Following the film's release, The Pittsburgh Courier reported that Bogart had lobbied unsuccessfully for a black Merchant Marine captain to appear in Action in the North Atlantic. He was quoted as saying, "In the world of the theatre or any other phase of American life, the color of a man's skin should have nothing to do with his rights in a land built upon the self-evident fact that all men are created equal."

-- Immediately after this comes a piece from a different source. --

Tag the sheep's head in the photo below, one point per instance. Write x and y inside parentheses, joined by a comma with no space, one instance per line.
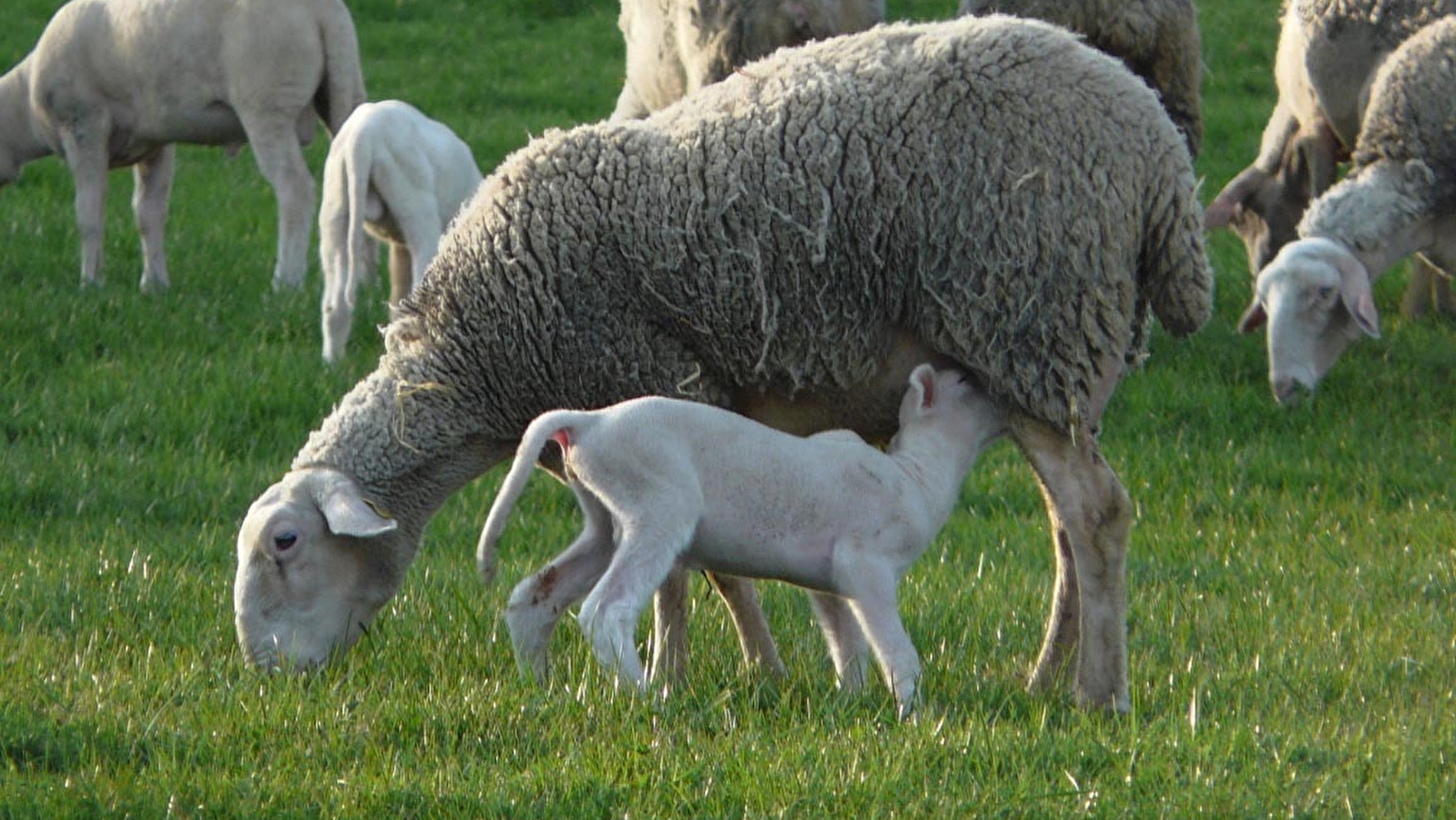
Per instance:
(1315,299)
(1264,209)
(309,580)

The warm portrayal in the film of America's Soviet allies became an awkward reminder during the Cold War, as TCM Programming Director Scott McGee notes:
in the postwar era of chilly American-Russian relations, parts of the film would prove to be an embarrassment to Warner Brothers, namely the climactic "tovarich" (comrade) scene, in which the heroic Bogart and his men are greeted by Russians cheering wildly. Bogart does not return in kind, prompting a crewman to ask why he remains silent. Bogart says, "I'm just thinking about the trip back." That line served a dual purpose. Indeed, the trip back home would be rough going, but it also implied that the comrade stuff is acceptable up to a certain point.
 In the ensuing decades, when Action in the North Atlantic was broadcast on American television, Bogart's line was often cut out of the film.

==Radio version==
In a one-hour Lux Radio Theatre broadcast on May 15, 1944, Raymond Massey and Julie Bishop reprised their roles while George Raft co-starred, replacing Bogart.